Il sig. Dott. Hoche di Strasburgo ha dato nel Neurologisches Centralblatt (diretto dal prof. Mendel di Berlino) delle note sull’unisessualità molto decise e molto degne di attenzione. Si dichiara contrario a molti pregiudizi, trova che i medici, e prima di tutto Krafft-Ebing, hanno torto nel mettersi in guerra contro il paragrafo 175 del codice tedesco che punisce i delitti unisessuali. Si può condividere o meno la sua valutazione ma bisogna pure riconoscere la verità che lui vede chiaramente: che i sentimenti unisessuali, le passioni unisessuali si sviluppano in individui ben portanti, non degenerati fisicamente né psichicamente. Per sostenere la sua tesi cita degli argomenti molto interessanti. Per quanto mi riguarda, trovo molto più importante oggi fare conoscere questa verità che cambiare le leggi.
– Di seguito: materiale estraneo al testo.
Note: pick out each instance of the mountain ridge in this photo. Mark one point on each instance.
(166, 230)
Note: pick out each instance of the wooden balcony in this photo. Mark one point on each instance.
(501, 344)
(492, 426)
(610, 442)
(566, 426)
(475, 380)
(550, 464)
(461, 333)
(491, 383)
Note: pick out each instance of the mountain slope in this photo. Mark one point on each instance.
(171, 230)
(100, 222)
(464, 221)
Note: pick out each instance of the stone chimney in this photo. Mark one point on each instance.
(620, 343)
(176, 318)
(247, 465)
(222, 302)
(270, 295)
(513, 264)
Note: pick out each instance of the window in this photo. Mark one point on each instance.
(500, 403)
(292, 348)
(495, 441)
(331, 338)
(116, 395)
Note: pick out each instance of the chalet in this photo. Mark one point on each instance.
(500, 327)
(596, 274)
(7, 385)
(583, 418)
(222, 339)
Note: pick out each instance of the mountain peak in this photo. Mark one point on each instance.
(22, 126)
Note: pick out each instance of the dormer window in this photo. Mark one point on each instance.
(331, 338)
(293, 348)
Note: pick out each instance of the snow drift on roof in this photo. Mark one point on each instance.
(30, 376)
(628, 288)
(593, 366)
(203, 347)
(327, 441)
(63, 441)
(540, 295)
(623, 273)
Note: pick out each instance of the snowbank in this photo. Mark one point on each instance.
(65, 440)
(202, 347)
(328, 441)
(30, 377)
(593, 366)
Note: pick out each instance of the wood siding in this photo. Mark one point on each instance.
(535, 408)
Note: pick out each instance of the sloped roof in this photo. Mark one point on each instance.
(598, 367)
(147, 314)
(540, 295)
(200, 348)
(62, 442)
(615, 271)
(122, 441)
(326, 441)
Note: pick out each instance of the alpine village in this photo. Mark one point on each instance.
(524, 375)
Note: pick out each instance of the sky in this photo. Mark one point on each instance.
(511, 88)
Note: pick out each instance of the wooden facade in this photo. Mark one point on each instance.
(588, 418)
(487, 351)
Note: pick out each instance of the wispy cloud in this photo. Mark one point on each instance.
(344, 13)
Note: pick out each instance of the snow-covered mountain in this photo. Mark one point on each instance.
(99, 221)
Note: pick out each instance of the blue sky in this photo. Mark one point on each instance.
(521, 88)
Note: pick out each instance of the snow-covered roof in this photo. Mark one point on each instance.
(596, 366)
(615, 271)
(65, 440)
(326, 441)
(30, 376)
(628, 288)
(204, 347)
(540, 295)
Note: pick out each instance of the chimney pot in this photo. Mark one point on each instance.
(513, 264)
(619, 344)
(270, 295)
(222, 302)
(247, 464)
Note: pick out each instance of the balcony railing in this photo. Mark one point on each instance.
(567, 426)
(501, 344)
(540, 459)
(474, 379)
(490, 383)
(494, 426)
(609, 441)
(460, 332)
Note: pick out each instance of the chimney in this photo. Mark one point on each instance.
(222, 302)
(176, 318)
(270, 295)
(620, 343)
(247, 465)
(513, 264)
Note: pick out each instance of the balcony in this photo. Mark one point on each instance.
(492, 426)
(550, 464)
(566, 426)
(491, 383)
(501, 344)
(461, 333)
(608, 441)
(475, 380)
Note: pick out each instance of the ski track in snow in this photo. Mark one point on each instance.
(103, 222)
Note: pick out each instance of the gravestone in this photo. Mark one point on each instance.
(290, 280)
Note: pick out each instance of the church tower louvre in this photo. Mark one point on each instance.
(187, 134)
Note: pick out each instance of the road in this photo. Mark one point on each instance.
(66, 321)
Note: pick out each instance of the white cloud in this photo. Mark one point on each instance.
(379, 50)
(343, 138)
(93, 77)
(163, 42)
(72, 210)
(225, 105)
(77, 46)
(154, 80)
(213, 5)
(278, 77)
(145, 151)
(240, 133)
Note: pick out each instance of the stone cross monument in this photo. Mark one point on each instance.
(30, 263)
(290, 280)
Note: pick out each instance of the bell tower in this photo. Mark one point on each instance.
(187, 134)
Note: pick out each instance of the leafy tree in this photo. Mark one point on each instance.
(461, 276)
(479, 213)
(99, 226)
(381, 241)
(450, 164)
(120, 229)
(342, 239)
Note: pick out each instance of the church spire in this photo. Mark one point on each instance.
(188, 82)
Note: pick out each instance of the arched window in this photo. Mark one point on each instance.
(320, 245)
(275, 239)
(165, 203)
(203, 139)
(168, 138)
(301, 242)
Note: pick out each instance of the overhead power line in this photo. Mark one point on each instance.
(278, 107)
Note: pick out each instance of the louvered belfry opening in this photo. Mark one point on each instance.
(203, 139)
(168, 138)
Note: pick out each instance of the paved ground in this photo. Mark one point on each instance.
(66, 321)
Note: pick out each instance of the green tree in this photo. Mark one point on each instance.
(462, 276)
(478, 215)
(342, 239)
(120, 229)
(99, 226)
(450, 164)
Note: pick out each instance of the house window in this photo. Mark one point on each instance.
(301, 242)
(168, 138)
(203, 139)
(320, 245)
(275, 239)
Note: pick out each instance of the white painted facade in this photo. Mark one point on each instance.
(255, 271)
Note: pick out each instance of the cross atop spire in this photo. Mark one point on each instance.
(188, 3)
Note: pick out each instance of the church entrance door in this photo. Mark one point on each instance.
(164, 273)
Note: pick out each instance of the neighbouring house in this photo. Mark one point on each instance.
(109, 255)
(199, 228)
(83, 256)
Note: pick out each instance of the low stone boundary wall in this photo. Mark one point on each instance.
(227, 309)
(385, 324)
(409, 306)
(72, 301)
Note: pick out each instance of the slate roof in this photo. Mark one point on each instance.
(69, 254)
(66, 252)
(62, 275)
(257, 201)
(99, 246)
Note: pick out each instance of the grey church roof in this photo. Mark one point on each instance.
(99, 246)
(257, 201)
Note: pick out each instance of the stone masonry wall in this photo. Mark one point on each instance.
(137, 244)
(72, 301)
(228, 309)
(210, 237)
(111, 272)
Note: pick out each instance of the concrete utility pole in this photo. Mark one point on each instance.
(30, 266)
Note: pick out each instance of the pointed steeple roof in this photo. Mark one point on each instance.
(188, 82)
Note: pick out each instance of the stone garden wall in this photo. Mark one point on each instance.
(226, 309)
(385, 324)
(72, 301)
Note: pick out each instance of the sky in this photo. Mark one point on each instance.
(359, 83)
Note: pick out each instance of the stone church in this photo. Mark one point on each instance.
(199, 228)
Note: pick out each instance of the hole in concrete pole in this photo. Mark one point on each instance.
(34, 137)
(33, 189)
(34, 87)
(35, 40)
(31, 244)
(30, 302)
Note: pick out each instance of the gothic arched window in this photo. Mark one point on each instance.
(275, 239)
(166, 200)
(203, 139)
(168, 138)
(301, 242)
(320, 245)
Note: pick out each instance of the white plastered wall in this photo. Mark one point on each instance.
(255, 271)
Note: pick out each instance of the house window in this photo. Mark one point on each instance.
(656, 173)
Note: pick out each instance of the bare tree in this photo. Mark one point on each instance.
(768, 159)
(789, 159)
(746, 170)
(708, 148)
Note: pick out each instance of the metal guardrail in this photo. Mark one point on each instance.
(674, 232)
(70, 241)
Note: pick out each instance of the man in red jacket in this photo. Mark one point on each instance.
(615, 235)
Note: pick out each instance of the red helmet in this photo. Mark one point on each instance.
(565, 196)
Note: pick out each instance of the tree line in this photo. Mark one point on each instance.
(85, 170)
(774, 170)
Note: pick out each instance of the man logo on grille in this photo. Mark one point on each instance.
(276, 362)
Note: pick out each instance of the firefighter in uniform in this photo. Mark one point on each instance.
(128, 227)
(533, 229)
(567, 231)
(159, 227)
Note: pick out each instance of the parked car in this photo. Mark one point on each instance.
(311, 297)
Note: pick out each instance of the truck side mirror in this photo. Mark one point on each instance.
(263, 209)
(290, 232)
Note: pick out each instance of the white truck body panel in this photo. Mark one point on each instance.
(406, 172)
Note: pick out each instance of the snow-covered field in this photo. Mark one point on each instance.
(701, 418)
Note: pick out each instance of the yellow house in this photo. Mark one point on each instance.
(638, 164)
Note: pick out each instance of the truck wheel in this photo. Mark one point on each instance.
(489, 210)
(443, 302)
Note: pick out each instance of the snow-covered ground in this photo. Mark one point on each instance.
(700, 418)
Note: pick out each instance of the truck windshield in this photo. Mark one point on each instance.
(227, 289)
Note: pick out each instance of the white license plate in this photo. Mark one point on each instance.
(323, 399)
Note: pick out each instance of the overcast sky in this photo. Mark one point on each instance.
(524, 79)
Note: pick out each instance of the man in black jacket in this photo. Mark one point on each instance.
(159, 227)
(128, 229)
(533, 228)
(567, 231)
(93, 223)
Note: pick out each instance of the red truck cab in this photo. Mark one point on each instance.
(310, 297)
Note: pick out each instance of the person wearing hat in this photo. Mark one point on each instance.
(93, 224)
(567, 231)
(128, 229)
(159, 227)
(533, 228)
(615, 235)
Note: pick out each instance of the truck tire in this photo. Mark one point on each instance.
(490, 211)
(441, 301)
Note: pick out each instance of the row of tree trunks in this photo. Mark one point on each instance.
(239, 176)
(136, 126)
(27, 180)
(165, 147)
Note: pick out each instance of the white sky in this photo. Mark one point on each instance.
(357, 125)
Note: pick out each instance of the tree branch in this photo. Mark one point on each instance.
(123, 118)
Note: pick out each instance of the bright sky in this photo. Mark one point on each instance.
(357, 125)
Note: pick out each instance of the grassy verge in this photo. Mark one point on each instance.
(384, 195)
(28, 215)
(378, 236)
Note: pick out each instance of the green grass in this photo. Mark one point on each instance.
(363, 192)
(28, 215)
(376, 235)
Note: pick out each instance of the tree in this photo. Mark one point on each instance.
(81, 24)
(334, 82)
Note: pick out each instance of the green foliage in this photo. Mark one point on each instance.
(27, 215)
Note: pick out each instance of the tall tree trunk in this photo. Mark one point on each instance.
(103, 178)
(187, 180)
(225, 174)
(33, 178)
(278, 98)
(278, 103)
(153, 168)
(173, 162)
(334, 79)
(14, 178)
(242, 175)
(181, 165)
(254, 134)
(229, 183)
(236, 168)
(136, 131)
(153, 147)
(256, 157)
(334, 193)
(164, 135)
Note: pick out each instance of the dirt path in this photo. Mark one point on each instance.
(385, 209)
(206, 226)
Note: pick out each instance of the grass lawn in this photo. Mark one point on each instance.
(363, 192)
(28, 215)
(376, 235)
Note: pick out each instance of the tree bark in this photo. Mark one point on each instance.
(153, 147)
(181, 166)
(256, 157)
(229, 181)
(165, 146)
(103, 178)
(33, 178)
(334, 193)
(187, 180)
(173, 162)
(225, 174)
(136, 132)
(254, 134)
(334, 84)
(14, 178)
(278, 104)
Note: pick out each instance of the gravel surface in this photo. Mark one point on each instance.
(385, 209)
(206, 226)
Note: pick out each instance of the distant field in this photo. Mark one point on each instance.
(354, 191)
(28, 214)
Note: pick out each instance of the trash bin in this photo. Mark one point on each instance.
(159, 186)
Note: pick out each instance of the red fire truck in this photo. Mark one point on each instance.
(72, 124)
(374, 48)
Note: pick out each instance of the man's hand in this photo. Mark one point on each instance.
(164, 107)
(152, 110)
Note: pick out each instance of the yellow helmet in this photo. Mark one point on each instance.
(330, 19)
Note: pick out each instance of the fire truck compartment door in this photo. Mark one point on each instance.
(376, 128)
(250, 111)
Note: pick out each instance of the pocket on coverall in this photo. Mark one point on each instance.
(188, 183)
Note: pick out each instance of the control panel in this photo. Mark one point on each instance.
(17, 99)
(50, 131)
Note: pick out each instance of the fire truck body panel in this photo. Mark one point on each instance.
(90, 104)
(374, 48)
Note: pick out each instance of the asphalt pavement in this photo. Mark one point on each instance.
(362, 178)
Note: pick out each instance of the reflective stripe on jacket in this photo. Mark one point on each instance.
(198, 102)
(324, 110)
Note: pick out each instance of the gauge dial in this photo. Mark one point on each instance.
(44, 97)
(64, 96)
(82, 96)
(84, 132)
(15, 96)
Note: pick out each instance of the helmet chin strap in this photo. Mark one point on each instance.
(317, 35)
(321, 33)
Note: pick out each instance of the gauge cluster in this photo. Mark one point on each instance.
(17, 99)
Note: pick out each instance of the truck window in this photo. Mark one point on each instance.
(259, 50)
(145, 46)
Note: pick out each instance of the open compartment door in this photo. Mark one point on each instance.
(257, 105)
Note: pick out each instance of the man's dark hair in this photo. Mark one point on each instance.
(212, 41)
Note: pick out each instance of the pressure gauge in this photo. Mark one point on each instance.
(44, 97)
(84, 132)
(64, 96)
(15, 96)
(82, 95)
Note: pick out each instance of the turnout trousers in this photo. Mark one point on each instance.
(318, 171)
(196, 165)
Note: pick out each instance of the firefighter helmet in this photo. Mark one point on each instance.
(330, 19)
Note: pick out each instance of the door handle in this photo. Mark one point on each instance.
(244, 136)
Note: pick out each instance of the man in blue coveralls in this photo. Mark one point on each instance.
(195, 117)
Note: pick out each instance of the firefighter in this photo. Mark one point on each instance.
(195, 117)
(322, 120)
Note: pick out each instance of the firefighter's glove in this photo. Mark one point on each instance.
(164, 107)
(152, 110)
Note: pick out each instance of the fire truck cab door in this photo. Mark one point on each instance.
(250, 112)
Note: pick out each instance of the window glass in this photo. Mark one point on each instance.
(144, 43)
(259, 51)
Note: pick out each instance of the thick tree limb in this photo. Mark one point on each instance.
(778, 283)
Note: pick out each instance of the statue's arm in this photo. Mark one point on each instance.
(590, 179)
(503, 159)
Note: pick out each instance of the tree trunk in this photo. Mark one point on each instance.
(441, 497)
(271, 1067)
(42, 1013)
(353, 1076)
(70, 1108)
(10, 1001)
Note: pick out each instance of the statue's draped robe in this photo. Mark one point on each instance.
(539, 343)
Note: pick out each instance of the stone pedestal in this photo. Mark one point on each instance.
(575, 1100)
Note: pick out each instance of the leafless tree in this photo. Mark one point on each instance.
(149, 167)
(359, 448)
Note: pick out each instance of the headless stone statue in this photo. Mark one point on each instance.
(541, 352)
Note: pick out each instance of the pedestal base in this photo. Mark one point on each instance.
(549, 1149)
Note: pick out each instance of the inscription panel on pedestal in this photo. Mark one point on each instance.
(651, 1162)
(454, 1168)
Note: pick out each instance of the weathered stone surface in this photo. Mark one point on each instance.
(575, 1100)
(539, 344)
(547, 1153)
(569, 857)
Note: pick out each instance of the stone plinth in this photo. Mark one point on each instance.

La psicologia deve dire grazie a Dott. Hoche anche se la filantropia lo trova severo. Io credo che gli invertiti seri, quelli che contano, non vogliano affatto essere trattati come malati e come irresponsabili. Si riconosca innanzitutto la sanità di molti individui e poi le leggi si cambieranno senza fretta. Il sig. Hoche cita dei casi tra i più impressionanti di giovani uomini grandi (di più di vent’anni) che avevano rapporti fisici con donne e che avevano con i oro condiscepoli più giovani dei legami appassionati, dei legami che Platone colloca così in altro, le cui soddisfazioni sono i baci, le carezze, dei sonni a due nel medesimo letto, senza onanismo, senza pederastia ma con tutte le manifestazioni sentimentali attribuite all’eterosessualità.
Questi documenti del dott. Hoche, ai quali del resto rinvio i miei lettori, sono una lezione per quelli che si immaginano in vano che i rapporti eterosessuali, incoraggiati e facilitati, possano mettere fine ai legami unisessuali.
Congratulandomi con sig. Hoche per il suo atteggiamento serio, vado più avanti di lui. Sì, come disse l’abate Maurice de Beats al congresso di Brouxellel, essere padroni di sé è più che diminuire i propri impulsi, – La dignità e il senso umano consiste prima di tutto nell’essere padroni di sé.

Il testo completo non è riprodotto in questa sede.